A week later, Standard Life Investments decided to be bolder, suspending trading on its £2.7bn UK Real Estate fund. Other major property funds including Aviva Investors and M&G followed suit, falling like dominoes.
The circle was completed last week when Henderson too suspended dealing in its £3.9bn property fund.
Since suspending trading has become de rigueur among property funds over the last coupe of weeks, there has been a clutch of industry voices saying they saw this coming. (They may be telling the truth, but undoubtedly there are also some investment professionals who are all of a sudden confusing hindsight with foresight).
They point to the pursuit of unrealistic yields of 6 per cent plus when at the same time the high street is said to be in a state of permanent decline. Brexit may have brought the property sector crashing down, but stretched valuations ahead of the vote point to a market that was clearly teetering before the fall.

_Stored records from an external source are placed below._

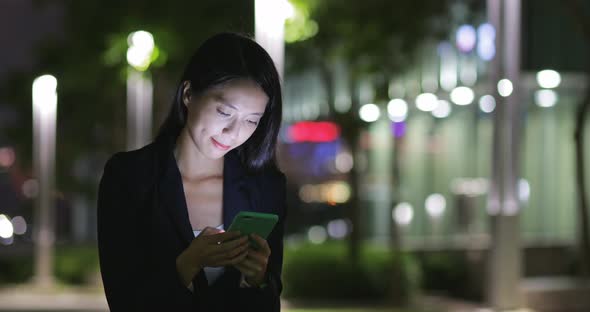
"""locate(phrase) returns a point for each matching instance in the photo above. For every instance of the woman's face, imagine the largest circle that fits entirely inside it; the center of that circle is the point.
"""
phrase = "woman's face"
(225, 116)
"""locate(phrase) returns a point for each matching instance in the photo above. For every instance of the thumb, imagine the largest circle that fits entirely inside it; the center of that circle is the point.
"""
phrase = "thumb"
(210, 231)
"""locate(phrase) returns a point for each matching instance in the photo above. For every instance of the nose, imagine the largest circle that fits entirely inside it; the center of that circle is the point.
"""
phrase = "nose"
(232, 130)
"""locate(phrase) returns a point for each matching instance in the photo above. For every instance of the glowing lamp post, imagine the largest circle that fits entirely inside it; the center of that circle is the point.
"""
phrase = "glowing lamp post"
(269, 24)
(139, 89)
(44, 116)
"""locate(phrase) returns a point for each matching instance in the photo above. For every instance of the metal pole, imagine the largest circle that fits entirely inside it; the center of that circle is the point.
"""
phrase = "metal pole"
(503, 291)
(44, 120)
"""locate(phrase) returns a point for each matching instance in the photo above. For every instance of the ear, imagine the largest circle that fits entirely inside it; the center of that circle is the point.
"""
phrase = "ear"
(186, 93)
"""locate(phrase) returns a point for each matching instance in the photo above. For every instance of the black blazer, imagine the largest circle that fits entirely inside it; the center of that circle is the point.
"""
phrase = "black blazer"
(143, 225)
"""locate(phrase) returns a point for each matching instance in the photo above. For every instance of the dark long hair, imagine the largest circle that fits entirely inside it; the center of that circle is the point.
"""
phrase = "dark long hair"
(222, 58)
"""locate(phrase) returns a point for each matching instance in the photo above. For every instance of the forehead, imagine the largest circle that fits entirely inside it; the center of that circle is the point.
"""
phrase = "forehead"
(244, 93)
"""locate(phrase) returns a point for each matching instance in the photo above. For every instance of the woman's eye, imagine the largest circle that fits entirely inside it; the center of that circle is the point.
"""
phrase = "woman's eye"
(222, 113)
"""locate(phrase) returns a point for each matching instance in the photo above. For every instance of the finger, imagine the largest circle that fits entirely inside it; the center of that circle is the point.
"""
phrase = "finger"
(225, 236)
(251, 265)
(232, 261)
(262, 244)
(227, 246)
(245, 270)
(238, 250)
(257, 258)
(210, 231)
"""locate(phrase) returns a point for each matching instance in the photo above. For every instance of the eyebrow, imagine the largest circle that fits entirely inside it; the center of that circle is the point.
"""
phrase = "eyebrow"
(223, 101)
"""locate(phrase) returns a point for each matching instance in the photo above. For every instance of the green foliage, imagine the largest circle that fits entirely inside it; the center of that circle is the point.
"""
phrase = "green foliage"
(72, 265)
(325, 272)
(370, 36)
(89, 60)
(448, 273)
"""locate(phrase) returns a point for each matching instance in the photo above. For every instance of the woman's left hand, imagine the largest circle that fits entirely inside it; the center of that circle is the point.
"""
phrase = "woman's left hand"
(254, 265)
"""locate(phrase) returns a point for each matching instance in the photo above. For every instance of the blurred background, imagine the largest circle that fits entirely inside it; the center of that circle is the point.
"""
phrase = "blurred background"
(435, 149)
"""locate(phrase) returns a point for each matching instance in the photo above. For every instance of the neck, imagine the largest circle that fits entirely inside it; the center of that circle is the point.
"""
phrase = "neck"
(193, 165)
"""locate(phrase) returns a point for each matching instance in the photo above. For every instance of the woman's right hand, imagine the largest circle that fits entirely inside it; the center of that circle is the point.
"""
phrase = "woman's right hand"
(212, 248)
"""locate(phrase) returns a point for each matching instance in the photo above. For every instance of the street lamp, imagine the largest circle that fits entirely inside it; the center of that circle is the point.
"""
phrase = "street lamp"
(139, 89)
(269, 24)
(44, 117)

A lot of funds moved to suspend trading one after the other, whipping up a sense of “market panic”. I for one am becoming increasingly disillusioned with the media outlets that are conflating the machinations of property funds meant to protect investors with full blown recession. This is irresponsible, and will only fan the flames even more.
Some of the rush to redeem will be driven by institutional investors, but some will be retail sales. It is not clear how much of affected assets are advised, but speaking to a small cross-section of the market Money Marketing found clients’ exposure (whether direct or through multi-asset funds) ranges from 2 to 12 per cent.
It would be interesting to hear from advisers on this as to whether clients are worried about the impact of the property saga on their portfolios. As policymakers eye changes to property funds to make them harder to get out of, and overall less attractive as an investment, advisers will have a job to do in reassuring clients.
Any panic on the retail side will come down to a basic lack of understanding among investors about the illiquid nature of their investments. This should not be a problem for those with good advisers behind them.